Im vergangenen Jahr stand die Entscheidung an, wirtschaftlich etwas zu verändern. Tietjen, mindestens ebenso sehr eine Freundin spontaner Entscheidungen wie coole Marktstrategin, liebäugelte mit dem Wagnis Helgoland. Redete bei ihren Besuchen viel mit Insulanern und Zugezogenen, wurde fündig: "Jetzt habe ich einen Wohnungsschlüssel und eine Hummerbude. Manchmal muss man Dinge einfach mal machen." Mit ihrer offenen, kommunikativen Art kommt sie auf der Insel gut zurecht. "Ich bin bei den Vorbereitungen für den neuen Laden sehr nett unterstützt worden, sowohl von Einheimischen als auch von Zugezogenen", sagt Tietjen. Vom Klischee des zugeknöpften Nordseemenschen habe sie jedenfalls nichts gemerkt. "Grüßen tun alle, und wenn es ein 'Moin' ist."

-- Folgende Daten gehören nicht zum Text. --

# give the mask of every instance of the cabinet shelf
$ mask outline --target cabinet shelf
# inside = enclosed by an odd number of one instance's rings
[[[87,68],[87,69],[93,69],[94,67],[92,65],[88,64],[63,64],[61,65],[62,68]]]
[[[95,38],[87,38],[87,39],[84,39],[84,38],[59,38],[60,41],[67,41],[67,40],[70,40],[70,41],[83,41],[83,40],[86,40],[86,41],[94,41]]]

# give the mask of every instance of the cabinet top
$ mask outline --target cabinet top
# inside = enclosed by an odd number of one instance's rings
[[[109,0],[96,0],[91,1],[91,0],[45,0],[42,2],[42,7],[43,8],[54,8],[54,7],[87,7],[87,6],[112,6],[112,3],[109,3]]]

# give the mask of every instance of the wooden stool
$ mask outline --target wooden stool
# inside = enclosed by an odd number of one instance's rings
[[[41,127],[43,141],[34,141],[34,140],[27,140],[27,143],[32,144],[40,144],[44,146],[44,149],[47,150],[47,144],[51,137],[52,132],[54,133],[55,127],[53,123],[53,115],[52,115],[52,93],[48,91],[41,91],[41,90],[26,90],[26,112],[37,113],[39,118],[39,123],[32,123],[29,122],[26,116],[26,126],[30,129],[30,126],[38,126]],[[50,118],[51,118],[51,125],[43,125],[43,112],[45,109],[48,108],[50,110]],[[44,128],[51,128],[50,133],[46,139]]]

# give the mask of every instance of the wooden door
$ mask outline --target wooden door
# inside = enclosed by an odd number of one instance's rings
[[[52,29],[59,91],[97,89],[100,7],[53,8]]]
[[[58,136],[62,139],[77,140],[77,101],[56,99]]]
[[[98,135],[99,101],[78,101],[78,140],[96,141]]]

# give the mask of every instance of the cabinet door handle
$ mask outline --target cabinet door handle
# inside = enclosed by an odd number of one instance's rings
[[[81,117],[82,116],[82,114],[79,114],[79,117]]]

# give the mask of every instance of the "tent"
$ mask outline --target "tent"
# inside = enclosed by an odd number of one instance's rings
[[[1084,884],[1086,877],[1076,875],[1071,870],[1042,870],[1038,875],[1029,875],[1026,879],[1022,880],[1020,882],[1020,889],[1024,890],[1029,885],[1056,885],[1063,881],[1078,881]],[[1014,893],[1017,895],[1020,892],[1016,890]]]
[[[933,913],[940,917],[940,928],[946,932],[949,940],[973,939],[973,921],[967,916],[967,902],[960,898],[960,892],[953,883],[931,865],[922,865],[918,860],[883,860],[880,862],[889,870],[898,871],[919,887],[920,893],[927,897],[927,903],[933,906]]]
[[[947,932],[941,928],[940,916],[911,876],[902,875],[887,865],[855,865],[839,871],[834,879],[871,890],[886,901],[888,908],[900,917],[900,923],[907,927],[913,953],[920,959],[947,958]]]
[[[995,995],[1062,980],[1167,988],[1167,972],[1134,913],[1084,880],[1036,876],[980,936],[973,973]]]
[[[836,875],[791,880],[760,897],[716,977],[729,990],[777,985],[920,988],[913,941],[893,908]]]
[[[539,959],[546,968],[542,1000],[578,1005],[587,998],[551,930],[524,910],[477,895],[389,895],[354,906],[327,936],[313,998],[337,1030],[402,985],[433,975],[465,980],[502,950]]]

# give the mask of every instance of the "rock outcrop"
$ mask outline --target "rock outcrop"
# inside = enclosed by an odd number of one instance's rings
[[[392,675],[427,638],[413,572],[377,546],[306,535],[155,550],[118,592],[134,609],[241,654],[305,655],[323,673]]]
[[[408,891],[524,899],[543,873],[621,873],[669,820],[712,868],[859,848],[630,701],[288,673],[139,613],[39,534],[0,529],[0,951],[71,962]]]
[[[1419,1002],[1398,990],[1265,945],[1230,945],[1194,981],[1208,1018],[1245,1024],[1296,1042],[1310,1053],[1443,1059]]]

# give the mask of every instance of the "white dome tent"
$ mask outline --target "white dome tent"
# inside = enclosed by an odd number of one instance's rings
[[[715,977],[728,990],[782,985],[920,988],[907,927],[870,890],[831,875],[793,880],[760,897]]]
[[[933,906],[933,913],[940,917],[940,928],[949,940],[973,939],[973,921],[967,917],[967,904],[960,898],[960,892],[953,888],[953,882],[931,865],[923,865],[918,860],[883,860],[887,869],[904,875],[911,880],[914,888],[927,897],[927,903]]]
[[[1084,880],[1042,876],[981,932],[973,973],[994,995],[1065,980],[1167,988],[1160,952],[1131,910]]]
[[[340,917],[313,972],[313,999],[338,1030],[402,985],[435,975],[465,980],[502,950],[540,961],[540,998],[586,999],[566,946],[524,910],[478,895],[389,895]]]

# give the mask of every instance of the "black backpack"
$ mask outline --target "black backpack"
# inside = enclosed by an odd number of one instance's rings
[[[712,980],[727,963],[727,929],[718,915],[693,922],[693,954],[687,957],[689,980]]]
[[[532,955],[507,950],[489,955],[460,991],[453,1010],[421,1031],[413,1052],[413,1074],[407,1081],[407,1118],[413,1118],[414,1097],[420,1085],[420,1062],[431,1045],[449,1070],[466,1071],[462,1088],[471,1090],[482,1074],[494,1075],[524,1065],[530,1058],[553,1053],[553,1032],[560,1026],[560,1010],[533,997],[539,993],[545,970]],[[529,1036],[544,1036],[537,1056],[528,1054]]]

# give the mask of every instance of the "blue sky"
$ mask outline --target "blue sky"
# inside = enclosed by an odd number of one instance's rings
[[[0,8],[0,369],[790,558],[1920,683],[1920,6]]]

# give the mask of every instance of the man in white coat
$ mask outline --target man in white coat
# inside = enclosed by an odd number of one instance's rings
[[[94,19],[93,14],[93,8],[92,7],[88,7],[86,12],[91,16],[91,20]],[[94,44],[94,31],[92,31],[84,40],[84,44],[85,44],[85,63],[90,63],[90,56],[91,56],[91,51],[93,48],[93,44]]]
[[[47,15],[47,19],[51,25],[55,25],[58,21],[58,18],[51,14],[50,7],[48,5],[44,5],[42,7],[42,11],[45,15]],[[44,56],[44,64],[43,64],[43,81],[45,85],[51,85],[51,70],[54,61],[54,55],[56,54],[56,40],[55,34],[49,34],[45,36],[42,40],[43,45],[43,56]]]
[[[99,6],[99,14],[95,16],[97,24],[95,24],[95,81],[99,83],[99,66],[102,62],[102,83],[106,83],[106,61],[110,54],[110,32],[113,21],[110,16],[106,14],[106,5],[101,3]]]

Angst vor Langeweile habe sie nicht. "Es kann nicht schaden, mal ein bisschen runterzukommen. Ich werde viel lesen. Außerdem kenne ich da auch schon ein paar Leute, mit denen man mal klönen oder zusammen kochen kann." Und vielleicht besteigt ja auch mal einer ihrer Hamburger Freunde den Katamaran an den Landungsbrücken und kommt auf einen Inselsprung vorbei.